Comparing Alternative Investments
Figure 2
The price-range forecast limits of columns [B] and [C] get defined by MM hedging actions to protect firm capital required to be put at risk of price changes from volume trade orders placed by big-$ “institutional” clients.
We then use market actions subsequent to the prior appearances of up-to-down balance prospects like those of this day.
[E] measures potential upside risks for MM short positions created to fill such orders, and reward potentials for the buy-side positions so created. The buy-side risks actually encountered from prior forecasts like the present are in [F], as the most severe loss moments encountered during holding periods in effort to reach [E] gains. Those are where buyers are most likely to accept losses.

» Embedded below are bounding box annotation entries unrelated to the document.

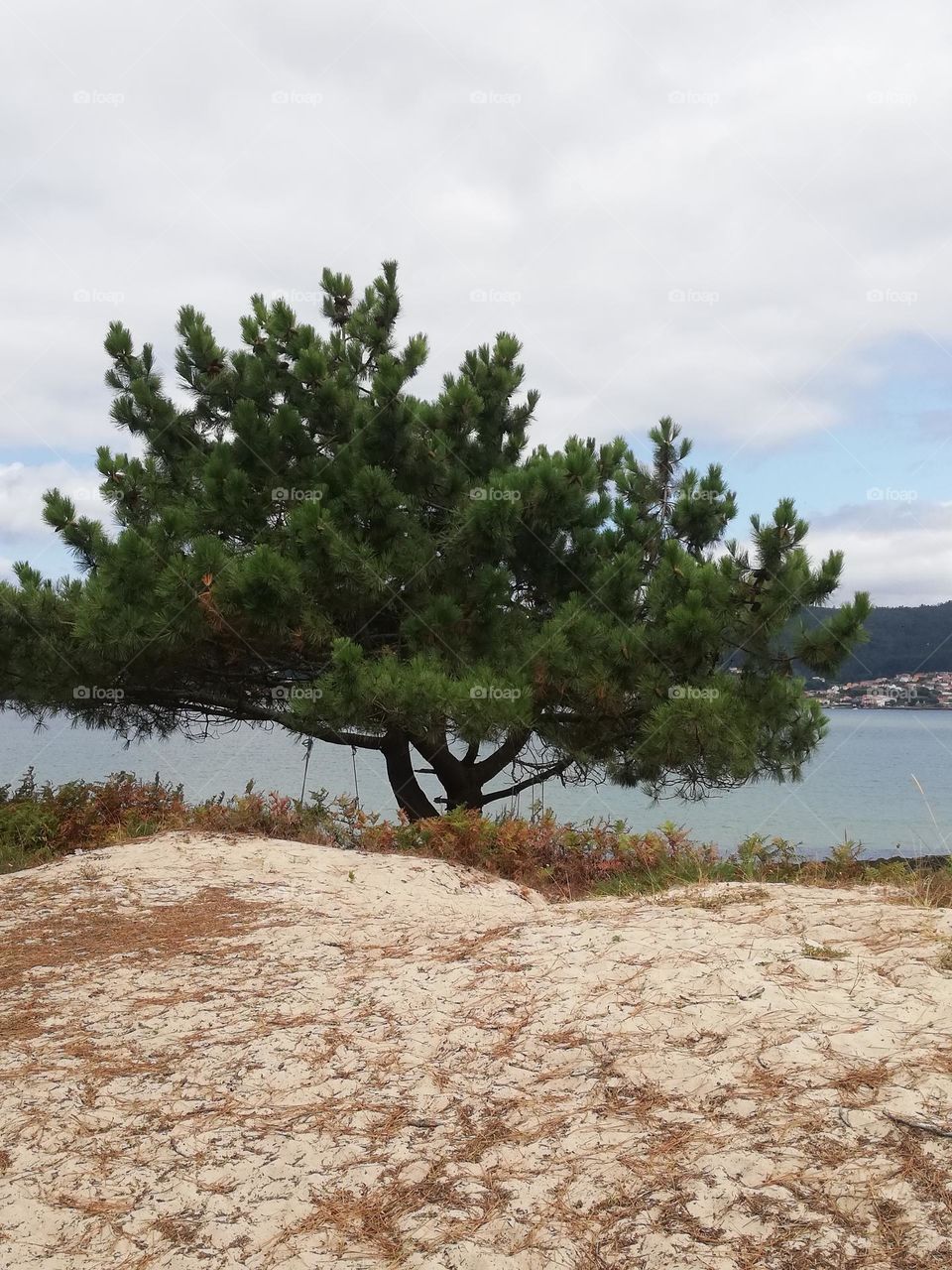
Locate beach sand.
[0,834,952,1270]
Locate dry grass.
[0,886,273,992]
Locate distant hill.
[811,599,952,684]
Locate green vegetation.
[0,772,952,909]
[0,263,870,820]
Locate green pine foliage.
[0,262,869,818]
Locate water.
[0,710,952,854]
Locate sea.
[0,710,952,857]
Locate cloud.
[0,0,952,598]
[0,462,109,541]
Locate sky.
[0,0,952,604]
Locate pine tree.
[0,262,869,818]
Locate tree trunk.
[381,731,439,821]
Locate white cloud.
[810,500,952,606]
[0,0,952,598]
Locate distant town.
[806,671,952,710]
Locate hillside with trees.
[812,599,952,684]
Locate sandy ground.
[0,835,952,1270]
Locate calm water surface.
[0,710,952,854]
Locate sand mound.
[0,835,952,1270]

[H] tells what proportion of the [L] sample of prior like forecasts have earned gains by either having price reach its [B] target, or be above its [D] entry cost at the end of a 3-month max-patience holding period limit. [ I ] gives the net gains-losses of those [L] experiences and [N] suggests how credible [E] may be compared to [ I ].
Further Reward~Risk tradeoffs involve using the [H] odds for gains, with the 100 – H odds as loss weights for N-conditioned [E] and for [F], for a combined-return score [Q]. By using the typical position holding period [J] on [Q] we have a figure of merit [fom] ranking measure [R] useful in portfolio position preferencing. Figure 2 is row-ranked on R among candidate securities, with ASND in top rank.

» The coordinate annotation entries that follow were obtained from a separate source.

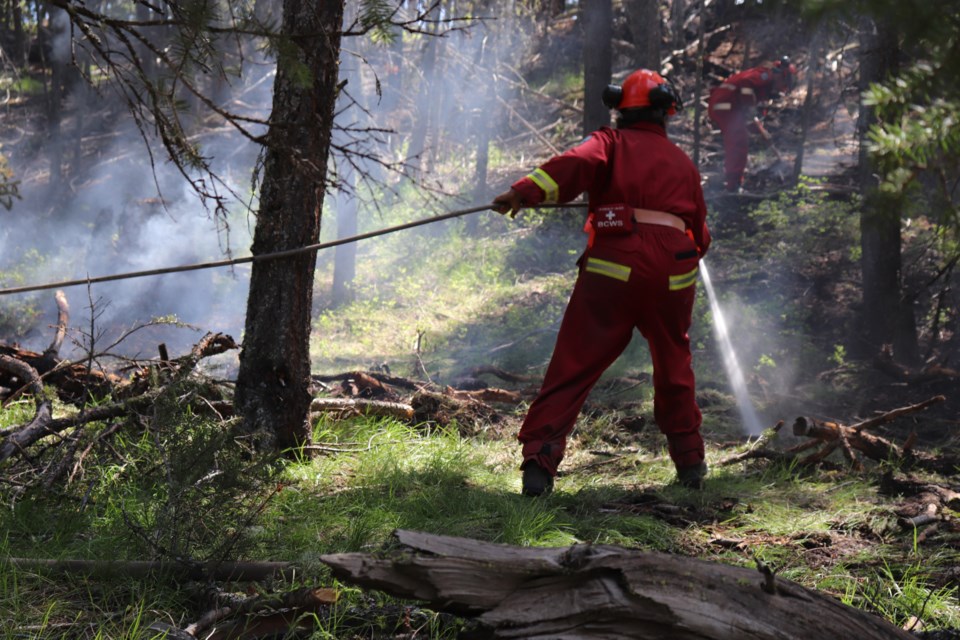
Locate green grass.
[0,138,960,640]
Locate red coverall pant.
[708,103,750,191]
[518,224,704,475]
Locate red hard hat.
[617,69,680,116]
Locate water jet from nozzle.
[700,260,763,436]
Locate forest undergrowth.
[0,174,960,638]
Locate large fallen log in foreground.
[321,531,913,640]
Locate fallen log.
[0,355,53,461]
[320,530,913,640]
[310,398,413,422]
[793,396,960,475]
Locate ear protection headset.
[601,69,683,116]
[773,56,797,90]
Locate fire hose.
[0,202,586,296]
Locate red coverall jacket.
[707,65,779,190]
[512,123,710,475]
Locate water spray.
[700,260,763,436]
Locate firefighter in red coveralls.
[492,69,710,496]
[707,56,797,191]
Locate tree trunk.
[235,0,343,449]
[580,0,613,135]
[857,19,919,363]
[321,531,914,640]
[624,0,661,72]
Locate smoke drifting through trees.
[0,0,552,362]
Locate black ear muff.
[602,84,623,109]
[649,80,683,111]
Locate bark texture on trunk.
[857,19,919,363]
[581,0,613,135]
[236,0,343,449]
[321,531,913,640]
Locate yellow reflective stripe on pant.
[585,258,630,282]
[670,267,700,291]
[527,169,560,203]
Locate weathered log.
[321,531,912,640]
[0,355,53,461]
[793,396,960,475]
[0,393,157,462]
[310,398,413,420]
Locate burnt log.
[321,530,913,640]
[0,355,53,461]
[793,396,960,475]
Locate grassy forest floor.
[0,5,960,640]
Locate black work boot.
[520,460,553,497]
[677,461,707,491]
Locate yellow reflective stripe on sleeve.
[527,169,560,203]
[670,267,700,291]
[586,258,630,282]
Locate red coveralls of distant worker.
[707,58,796,191]
[494,70,710,495]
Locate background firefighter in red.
[493,69,710,495]
[707,57,797,191]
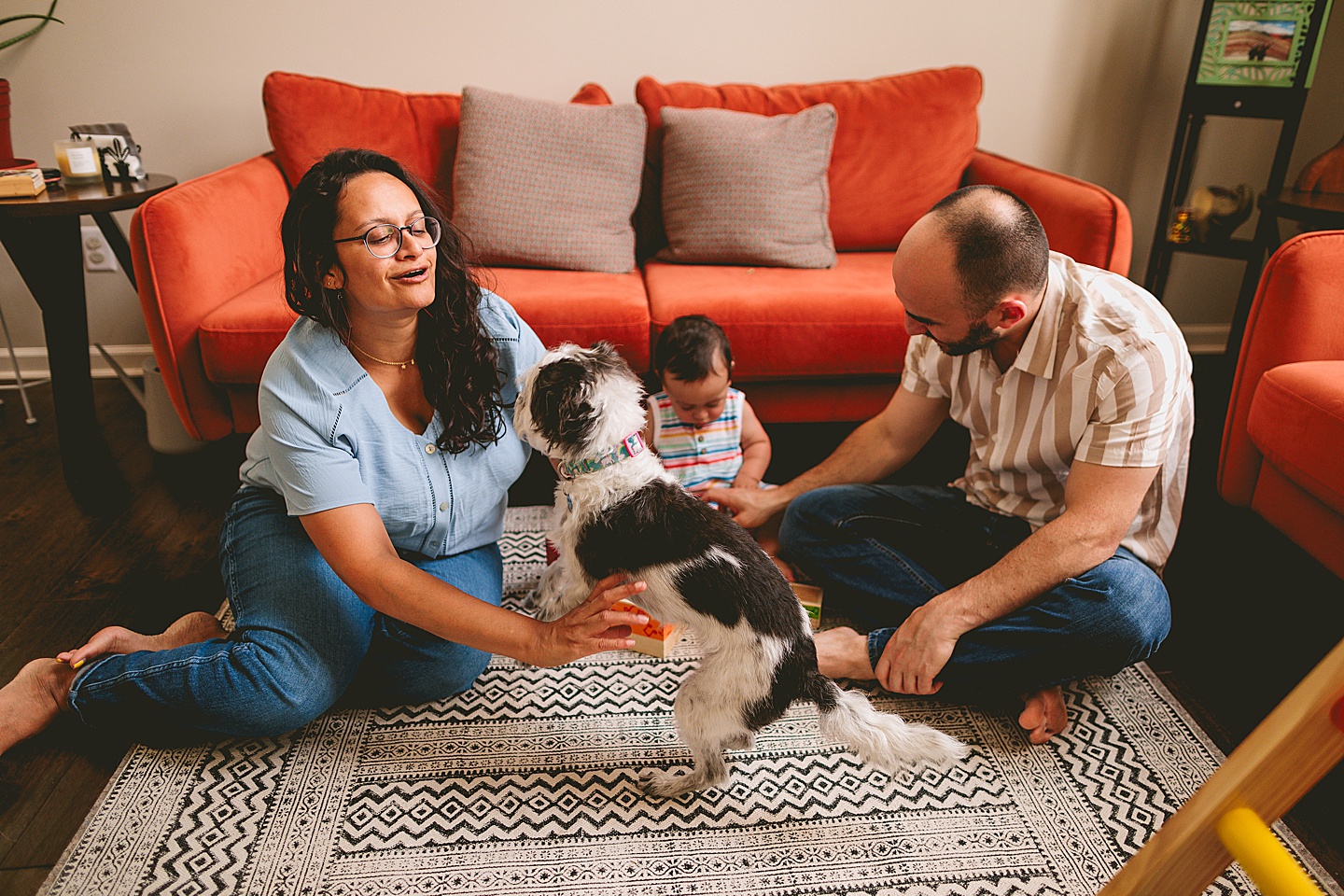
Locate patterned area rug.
[43,508,1344,896]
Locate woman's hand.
[696,485,788,529]
[519,572,650,666]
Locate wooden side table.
[1225,189,1344,361]
[0,175,177,501]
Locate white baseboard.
[1180,324,1232,355]
[0,343,155,383]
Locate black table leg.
[0,215,126,501]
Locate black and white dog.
[513,343,966,796]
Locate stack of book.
[0,168,47,199]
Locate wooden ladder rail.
[1099,641,1344,896]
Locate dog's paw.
[723,731,755,749]
[526,563,568,622]
[639,768,694,798]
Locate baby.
[644,315,793,581]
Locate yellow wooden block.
[611,600,685,658]
[789,581,821,631]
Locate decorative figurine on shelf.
[1167,205,1191,244]
[70,121,147,180]
[1293,137,1344,193]
[1189,184,1255,244]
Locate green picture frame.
[1195,0,1331,88]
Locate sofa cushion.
[482,267,650,373]
[635,67,981,251]
[201,272,299,385]
[260,71,611,211]
[1246,361,1344,513]
[659,104,836,267]
[644,253,910,380]
[201,267,650,385]
[453,88,647,274]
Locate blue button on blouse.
[239,293,546,556]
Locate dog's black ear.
[532,357,596,449]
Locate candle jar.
[55,140,102,184]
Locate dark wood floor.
[0,358,1344,896]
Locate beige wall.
[0,0,1344,376]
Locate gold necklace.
[345,339,415,371]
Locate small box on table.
[789,581,821,631]
[0,168,47,198]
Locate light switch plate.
[79,224,117,270]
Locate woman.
[0,149,644,752]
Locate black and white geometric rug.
[42,508,1344,896]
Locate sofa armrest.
[131,153,289,441]
[1218,230,1344,507]
[963,149,1134,276]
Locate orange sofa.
[1218,230,1344,578]
[131,67,1131,441]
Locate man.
[705,187,1194,743]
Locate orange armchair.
[1218,230,1344,578]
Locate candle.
[55,140,102,184]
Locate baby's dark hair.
[653,315,733,383]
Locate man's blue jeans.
[70,487,504,736]
[779,485,1170,694]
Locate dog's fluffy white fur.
[513,343,966,796]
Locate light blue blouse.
[239,293,546,557]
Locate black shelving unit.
[1143,0,1331,309]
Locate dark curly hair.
[280,149,504,454]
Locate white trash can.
[140,355,208,454]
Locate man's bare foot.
[56,612,226,669]
[767,553,798,581]
[0,660,76,753]
[812,626,876,681]
[1017,685,1069,744]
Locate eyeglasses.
[332,217,443,258]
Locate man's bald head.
[928,186,1050,317]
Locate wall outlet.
[79,224,117,270]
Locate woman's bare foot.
[56,612,226,669]
[767,553,798,581]
[812,626,876,681]
[0,660,76,753]
[1017,685,1069,744]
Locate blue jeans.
[779,485,1170,694]
[70,486,504,736]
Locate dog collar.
[559,432,645,480]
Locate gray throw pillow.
[657,102,836,267]
[453,88,648,274]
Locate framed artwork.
[1195,0,1331,88]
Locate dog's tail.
[810,673,968,771]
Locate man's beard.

No other alternatives than ASND have better raw Reward to Risk ratios (3.9 to 1) nor have stronger odds-weighted current stock price expectations. That is further evidenced in Compound Annual Growth Rates [K] of 286% for ASND and only 10% for SPY.
On the same standards of comparison the only one of the alternative stocks approaching the 46.0 fom [R] of ASND is SGEN with an average gain of 22.0 bp/day.
Among the 20 best-ranked of all 3,091 of today’s MM price-range forecasts, their higher realized payoffs (13.8%), Win Odds (85 of 100) and holding periods (36 days) boost their average annual CAGRs to 177%.
Recent MM price-range forecast trends
The current week’s combined easing in market quotes and modes expansion of coming-price expectations provide ASND with improved competitive investment comparisons to alternatives. Figure 3, unlike “technical analysis charts” shows daily forecasts of coming likely price ranges, rather than past actual days’ prices.
Those forecast price ranges are split into upside and downside prospects by the issue’s closing price of the current-day forecast. The Range Index tells what percentage of that range lies below the current market price. This clear definition of expected price risk in relation to prospective upside price for all stocks makes comparisons between alternative portfolio candidates much easier to evaluate than most nebulous references to “risk” when what may be referred to is merely poorly-defined “uncertainty” of the future.
Figure 3
The “thumbnail” lower picture in Figure 3 shows the distribution of the past 5 years of daily MM forecasts in terms of the market’s then current price quote for ASND relative to its upper and lower limits. The current 9 indicates that only 9% of the full forecast range is to the downside, while the remaining 91% is to the upside, many times that to the downside.
The frequency of the past 5 years’ daily Range Index value provides a clear visual idea of the odds for higher coming prices in coming weeks and months.
Conclusion
Ascendis Pharma A/S, as seen by the market-making community, appears to be a currently most attractive medical health care stock for near-term capital gain among many leading competitors.